How to build your savings even when you don’t earn much money 

In case you hadn’t heard, being a millennial sucks. Not only are we destined to work until we die according to this recent Politico report, but we’re also earning less, spending more and doomed to eat avocados forever (a fate worse than death, if you ask me), if stereotypes are anything to go by. As such, the chocolate box future involving white picket fences and bluebirds twittering at the window that Disney promised us is looking less and less likely. After all, this is a post-recession world and we’re all barely living in it.   

It’s not all bad though. Faced with such depressing statistics, the millennial generation has shown much more resilience than it’s often given credit for. We’re generally more self-aware and creatively driven than older generations, meaning we’re finding other ways to save for the future, rather than just relying on the Bank of Mum and Dad.   
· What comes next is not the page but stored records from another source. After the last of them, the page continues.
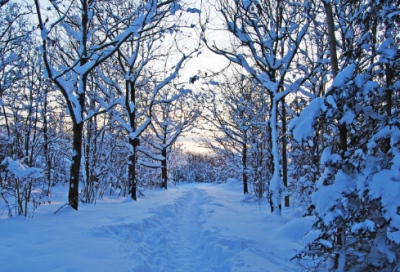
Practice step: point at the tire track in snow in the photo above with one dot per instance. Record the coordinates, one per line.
(173, 239)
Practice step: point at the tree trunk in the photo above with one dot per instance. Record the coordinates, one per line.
(331, 37)
(132, 169)
(275, 184)
(76, 165)
(284, 151)
(46, 144)
(164, 169)
(244, 160)
(130, 89)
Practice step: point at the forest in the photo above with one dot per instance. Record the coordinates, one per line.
(303, 111)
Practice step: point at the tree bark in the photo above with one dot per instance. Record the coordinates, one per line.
(244, 160)
(164, 169)
(331, 37)
(76, 166)
(132, 169)
(284, 151)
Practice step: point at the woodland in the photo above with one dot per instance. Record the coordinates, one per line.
(95, 95)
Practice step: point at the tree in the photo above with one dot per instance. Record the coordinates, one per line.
(266, 43)
(92, 33)
(170, 121)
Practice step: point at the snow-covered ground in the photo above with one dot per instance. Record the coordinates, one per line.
(191, 227)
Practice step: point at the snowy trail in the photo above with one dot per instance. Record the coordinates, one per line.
(174, 239)
(189, 228)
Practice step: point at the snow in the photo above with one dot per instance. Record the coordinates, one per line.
(191, 227)
(344, 76)
(303, 126)
(20, 170)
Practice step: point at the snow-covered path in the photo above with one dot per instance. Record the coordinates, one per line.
(194, 227)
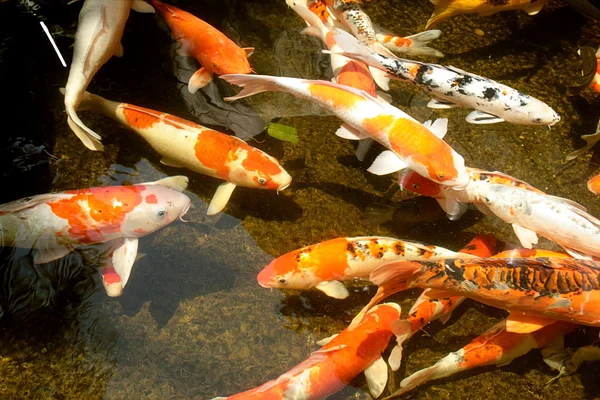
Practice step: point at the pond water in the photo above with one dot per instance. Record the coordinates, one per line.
(193, 323)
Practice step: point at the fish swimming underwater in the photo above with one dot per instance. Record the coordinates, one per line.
(496, 346)
(450, 87)
(98, 38)
(324, 265)
(54, 224)
(412, 144)
(445, 9)
(184, 144)
(329, 369)
(212, 49)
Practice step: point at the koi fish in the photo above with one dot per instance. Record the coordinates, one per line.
(338, 362)
(184, 144)
(97, 39)
(54, 224)
(412, 144)
(496, 346)
(212, 49)
(451, 87)
(324, 265)
(536, 291)
(426, 309)
(445, 9)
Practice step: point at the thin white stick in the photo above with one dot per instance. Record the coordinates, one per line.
(45, 28)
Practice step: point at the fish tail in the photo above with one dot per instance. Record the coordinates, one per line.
(251, 84)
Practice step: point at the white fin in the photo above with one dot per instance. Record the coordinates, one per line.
(177, 182)
(363, 148)
(480, 118)
(440, 104)
(335, 289)
(142, 7)
(221, 197)
(386, 163)
(376, 375)
(171, 163)
(439, 127)
(527, 237)
(347, 132)
(201, 78)
(326, 340)
(123, 258)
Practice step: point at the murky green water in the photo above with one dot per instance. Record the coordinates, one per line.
(192, 322)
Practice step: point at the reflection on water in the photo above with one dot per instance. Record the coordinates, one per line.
(192, 322)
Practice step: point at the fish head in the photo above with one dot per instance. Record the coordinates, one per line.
(256, 169)
(160, 206)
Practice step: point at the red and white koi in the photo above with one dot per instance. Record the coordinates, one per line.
(496, 346)
(329, 369)
(185, 144)
(412, 144)
(54, 224)
(212, 49)
(98, 38)
(451, 87)
(324, 265)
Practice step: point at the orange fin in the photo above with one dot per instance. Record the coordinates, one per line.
(526, 323)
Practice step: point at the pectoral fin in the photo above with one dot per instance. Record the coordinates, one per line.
(335, 289)
(376, 375)
(220, 199)
(201, 78)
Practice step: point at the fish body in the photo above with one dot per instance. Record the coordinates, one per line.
(542, 289)
(186, 144)
(325, 264)
(330, 368)
(445, 9)
(212, 49)
(449, 86)
(97, 39)
(411, 143)
(54, 224)
(496, 346)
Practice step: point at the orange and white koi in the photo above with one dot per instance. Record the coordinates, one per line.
(426, 309)
(536, 291)
(212, 49)
(185, 144)
(324, 265)
(410, 143)
(331, 368)
(496, 346)
(54, 224)
(445, 9)
(97, 39)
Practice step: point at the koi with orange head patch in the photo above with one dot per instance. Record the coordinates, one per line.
(188, 145)
(54, 224)
(496, 346)
(410, 143)
(325, 264)
(344, 356)
(214, 51)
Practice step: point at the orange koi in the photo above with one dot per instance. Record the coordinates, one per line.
(212, 49)
(337, 363)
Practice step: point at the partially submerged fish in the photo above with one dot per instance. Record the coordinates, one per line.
(445, 9)
(418, 146)
(54, 224)
(214, 51)
(184, 144)
(324, 265)
(450, 87)
(98, 38)
(344, 356)
(496, 346)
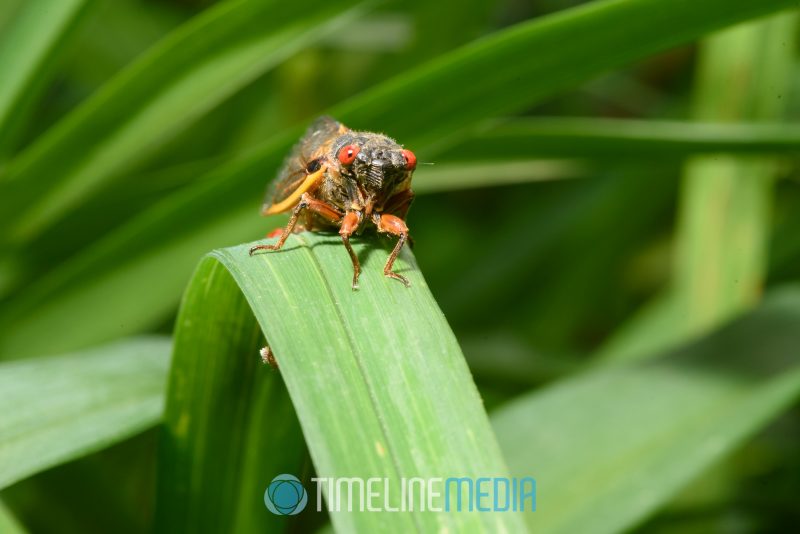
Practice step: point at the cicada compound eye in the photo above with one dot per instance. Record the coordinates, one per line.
(411, 160)
(347, 155)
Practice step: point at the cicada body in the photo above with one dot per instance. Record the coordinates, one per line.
(337, 178)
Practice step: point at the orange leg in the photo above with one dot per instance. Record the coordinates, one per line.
(349, 225)
(394, 225)
(306, 202)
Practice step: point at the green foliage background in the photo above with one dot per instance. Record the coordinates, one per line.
(609, 226)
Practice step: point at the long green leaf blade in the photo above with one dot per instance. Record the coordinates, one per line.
(166, 238)
(189, 72)
(570, 137)
(608, 447)
(58, 408)
(28, 47)
(375, 375)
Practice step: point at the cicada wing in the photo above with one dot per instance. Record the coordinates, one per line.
(293, 173)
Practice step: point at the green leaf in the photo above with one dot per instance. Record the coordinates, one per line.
(723, 217)
(610, 446)
(376, 377)
(29, 45)
(570, 137)
(166, 238)
(724, 212)
(67, 406)
(190, 72)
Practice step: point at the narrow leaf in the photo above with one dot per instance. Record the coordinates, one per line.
(610, 446)
(29, 44)
(165, 239)
(190, 72)
(569, 137)
(376, 377)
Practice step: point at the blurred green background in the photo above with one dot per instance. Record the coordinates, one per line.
(554, 234)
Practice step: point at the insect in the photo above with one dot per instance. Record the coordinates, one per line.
(337, 178)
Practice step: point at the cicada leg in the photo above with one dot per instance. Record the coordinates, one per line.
(391, 224)
(267, 357)
(350, 223)
(306, 202)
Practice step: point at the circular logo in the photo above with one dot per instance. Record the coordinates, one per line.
(285, 495)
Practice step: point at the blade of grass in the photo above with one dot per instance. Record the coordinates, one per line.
(229, 424)
(610, 446)
(724, 207)
(376, 377)
(568, 137)
(724, 214)
(67, 406)
(189, 72)
(167, 237)
(9, 523)
(29, 45)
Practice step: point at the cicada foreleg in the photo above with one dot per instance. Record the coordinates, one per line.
(306, 202)
(392, 224)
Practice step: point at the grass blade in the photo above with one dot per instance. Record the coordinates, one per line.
(568, 137)
(365, 409)
(166, 238)
(635, 434)
(67, 406)
(28, 47)
(724, 212)
(9, 523)
(188, 73)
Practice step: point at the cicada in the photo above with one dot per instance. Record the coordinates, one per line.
(339, 179)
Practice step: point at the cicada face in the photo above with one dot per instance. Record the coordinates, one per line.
(376, 163)
(338, 178)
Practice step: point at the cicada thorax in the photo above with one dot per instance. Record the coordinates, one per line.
(335, 177)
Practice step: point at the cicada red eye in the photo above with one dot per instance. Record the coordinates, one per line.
(347, 155)
(411, 160)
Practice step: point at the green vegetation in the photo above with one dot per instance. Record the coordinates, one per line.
(608, 238)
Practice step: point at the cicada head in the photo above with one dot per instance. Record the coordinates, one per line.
(376, 162)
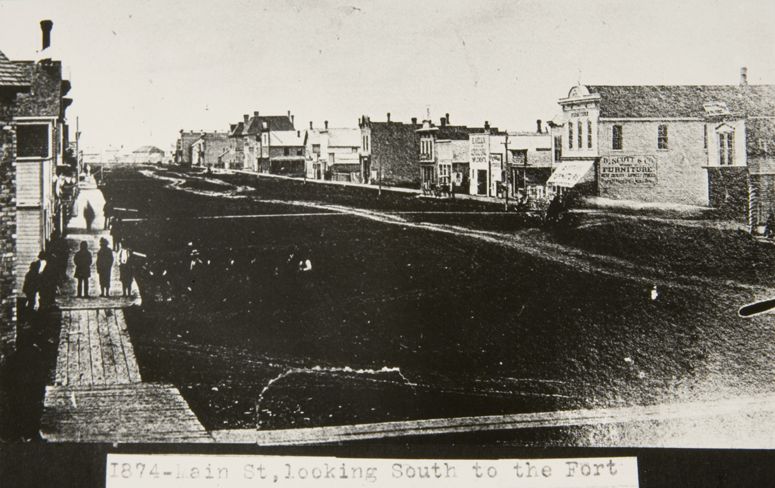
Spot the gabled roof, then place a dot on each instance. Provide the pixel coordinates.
(288, 138)
(148, 150)
(237, 130)
(13, 73)
(674, 101)
(344, 137)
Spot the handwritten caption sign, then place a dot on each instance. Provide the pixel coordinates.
(232, 471)
(629, 170)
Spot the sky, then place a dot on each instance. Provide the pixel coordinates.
(142, 70)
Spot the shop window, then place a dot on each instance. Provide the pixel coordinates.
(580, 135)
(616, 137)
(662, 137)
(589, 134)
(33, 141)
(557, 148)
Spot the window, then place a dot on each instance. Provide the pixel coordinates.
(33, 141)
(616, 137)
(662, 137)
(557, 148)
(726, 147)
(580, 135)
(589, 134)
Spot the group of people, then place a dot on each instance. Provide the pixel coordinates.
(83, 263)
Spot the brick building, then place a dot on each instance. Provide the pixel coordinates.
(444, 154)
(212, 149)
(689, 144)
(33, 140)
(267, 143)
(389, 152)
(186, 139)
(332, 153)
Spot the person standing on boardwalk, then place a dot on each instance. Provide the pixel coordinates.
(47, 280)
(83, 262)
(104, 267)
(125, 271)
(30, 287)
(115, 233)
(106, 214)
(89, 216)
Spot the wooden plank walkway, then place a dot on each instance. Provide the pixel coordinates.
(98, 394)
(95, 349)
(742, 415)
(140, 412)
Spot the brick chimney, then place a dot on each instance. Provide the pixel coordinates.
(45, 28)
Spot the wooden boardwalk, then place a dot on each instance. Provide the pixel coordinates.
(138, 412)
(94, 349)
(98, 394)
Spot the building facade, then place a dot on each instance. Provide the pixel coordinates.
(33, 140)
(671, 144)
(267, 143)
(389, 152)
(333, 153)
(212, 149)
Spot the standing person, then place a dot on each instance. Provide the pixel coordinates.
(83, 262)
(30, 287)
(88, 216)
(48, 277)
(104, 267)
(115, 233)
(125, 271)
(106, 214)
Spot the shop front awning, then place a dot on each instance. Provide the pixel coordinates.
(569, 173)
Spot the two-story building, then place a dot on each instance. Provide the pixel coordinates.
(267, 143)
(333, 153)
(212, 149)
(452, 155)
(388, 152)
(684, 144)
(33, 140)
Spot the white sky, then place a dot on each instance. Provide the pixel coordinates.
(142, 70)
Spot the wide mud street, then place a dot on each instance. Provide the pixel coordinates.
(406, 317)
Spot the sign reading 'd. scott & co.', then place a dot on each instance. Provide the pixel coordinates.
(628, 170)
(480, 149)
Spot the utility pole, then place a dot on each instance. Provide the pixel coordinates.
(506, 171)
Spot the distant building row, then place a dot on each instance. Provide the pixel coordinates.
(707, 145)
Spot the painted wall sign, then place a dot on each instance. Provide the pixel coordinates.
(628, 170)
(480, 149)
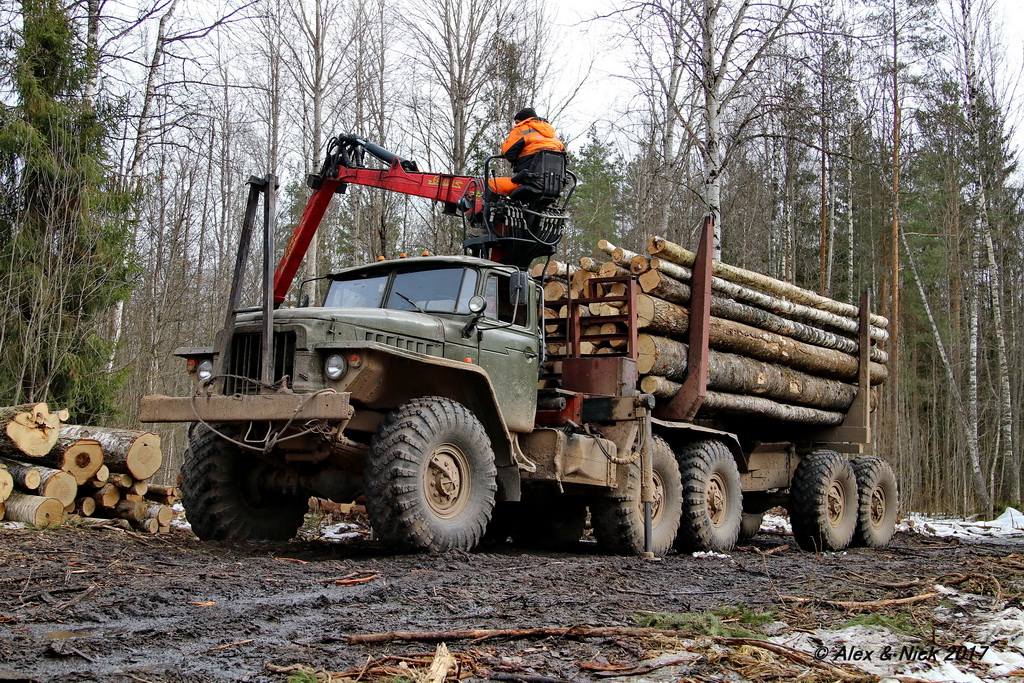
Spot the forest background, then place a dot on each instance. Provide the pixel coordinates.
(841, 144)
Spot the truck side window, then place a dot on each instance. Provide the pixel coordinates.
(500, 306)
Of course, living in London can feel like a constant attack on our good financial intentions. Between the brunches stopping us from saving for a deposit (apparently), and the astronomical cost of rented accommodation, the money in our bank accounts has become to us what David Beckham has become to the public – far too easy to access, totally unruly, and constantly diminishing. 

Even so, no matter the size of your disposable income, there are still ways to create a nest egg for the future. To help you in your quest to save money, we scoured the net to find the best advice for putting away your extra cash. 

Get your debts under control
First things first, if you’ve got debts, it’s best to pay these off before you do anything else. As the Money Saving Expert points out, ‘the interest on your debts is much higher than the interest earned on your savings’ so if like me, you find that your cash escapes your wallet faster than Houdini could get out of a tricky bind, it might be time to take action. Getting into the habit of budgeting your money is the best way to tackle this and doesn’t have to be painful – initiatives such as the Monzo card can really help, allowing you to create spending limits for different things – such as holidays, eating out, and groceries – and track where your money actually goes.  

Build a cash buffer
Once your debt is under control, you can actually start stockpiling the cash (well, sort of). It may seem impossible to save anything when you’re barely scraping by, but there are ways to put aside a little every month. The Chip app calculates what it can save based on the funds in your account without you really noticing – which seems much less painful than putting away a lump sum at the beginning of the month. Suddenly have to fork out for a gas bill? That’s when you can turn to Chip for that little cash buffer you didn’t even remember you were saving. 

Look into opening an ISA
Sure, ISAs aren’t a terribly sexy way to save your money, but they’re certainly one of the savviest. Under the Conservative government, millennials have been offered the Help to Buy ISA as a way to save for their first home (something that can seem like a distant dream in this day and age). Allowing you to deposit an initial £1,200 and subsequent £200 a month, you can put away as much as £12,000 and receive a government return of 25 percent. This is one of the best returns on an investment you’ll find on the market but, as always, the devil is in the detail – you need to have completed a sale before you can claim that extra three grand. 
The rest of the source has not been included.